Overall growth in the third quarter was 2%, down sharply from the rates of 4.5% and 6.7% recorded by the US economy in the first and second quarters.
On closer inspection, however, the report looks a lot better.
For starters, the federal government’s most comprehensive measure of demand across the economy, known as final sales to domestic buyers, grew by about 6.6%. Notably, it is almost perfectly on track with the pre-pandemic trend. This measure, unlike the overall GDP figure, is not corrected for inflation. So this indicates that businesses, consumers and government spent more, but took away less goods and services due to the higher prices.
Moreover, the lion’s share of the decline in actual purchases is right where it would be expected: the auto sector. Lower sales of motor vehicles and parts alone slashed gross domestic product by 2.7 percentage points. This suggests that in the absence of the chip shortage that continues to plague the auto industry, the economy would have recorded 4.7% annual growth in the third quarter – roughly in line with its earlier pace. This year.

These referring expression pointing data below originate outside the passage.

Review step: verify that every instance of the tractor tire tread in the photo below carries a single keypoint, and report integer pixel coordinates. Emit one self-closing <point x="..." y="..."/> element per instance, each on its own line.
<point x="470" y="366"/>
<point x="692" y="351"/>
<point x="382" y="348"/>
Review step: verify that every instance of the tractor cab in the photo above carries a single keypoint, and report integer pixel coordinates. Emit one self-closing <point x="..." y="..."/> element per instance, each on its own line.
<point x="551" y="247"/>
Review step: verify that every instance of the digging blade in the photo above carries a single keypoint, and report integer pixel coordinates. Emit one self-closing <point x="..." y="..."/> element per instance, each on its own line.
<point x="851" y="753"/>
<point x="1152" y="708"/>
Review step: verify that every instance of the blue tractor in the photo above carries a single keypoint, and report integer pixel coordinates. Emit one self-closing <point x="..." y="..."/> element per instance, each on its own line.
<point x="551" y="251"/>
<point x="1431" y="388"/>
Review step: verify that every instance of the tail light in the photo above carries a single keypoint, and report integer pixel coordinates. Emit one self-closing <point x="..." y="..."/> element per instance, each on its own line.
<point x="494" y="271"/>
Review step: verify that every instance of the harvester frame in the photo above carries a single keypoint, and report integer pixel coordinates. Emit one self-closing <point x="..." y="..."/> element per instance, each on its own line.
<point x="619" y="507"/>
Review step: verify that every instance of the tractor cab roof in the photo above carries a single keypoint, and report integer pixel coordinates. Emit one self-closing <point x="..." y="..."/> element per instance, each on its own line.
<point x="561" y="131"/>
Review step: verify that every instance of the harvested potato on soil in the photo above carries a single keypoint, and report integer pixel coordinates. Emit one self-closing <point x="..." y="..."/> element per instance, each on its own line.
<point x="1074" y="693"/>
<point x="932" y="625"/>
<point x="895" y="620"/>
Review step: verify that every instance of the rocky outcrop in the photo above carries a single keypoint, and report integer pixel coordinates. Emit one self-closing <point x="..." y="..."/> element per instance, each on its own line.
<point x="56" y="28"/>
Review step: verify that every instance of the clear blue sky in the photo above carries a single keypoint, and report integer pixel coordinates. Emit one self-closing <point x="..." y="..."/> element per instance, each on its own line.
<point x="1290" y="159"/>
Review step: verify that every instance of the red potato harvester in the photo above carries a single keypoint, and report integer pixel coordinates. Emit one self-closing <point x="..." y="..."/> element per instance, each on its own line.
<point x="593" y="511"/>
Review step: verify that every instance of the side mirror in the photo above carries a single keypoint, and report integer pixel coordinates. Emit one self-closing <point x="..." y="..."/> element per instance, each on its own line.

At the same time, household consumption of services continued to rebound, adding 3.6 points to real GDP, compared to 2.1 and 5.4 in the first two quarters of the year. This suggests that the economy continues to rebalance after last winter and spring shutdowns, which caused a collapse in the service sector and a corresponding explosion in the consumption of goods.
Perhaps most importantly, the compensation of employees of private companies rose 9.2%, far outpacing the rise in inflation. Remarkably, the compensation is slightly above its pre-pandemic trend. As long as this is the case, the growth outlook will remain positive.
Finally, producer inventories continued to decline, as they did throughout the year, indicating that pent-up demand is building up among both businesses and consumers. This factor will help propel economic growth next year and beyond.
Yes, real GDP growth slowed considerably in the third quarter. But the difference is largely explained by the tightening of supply in automobiles. At the same time, consumers and businesses are rebalancing from goods to services, causing bottlenecks in the supply chain. As soon as these are eliminated, the US economy will be ready to return to higher growth.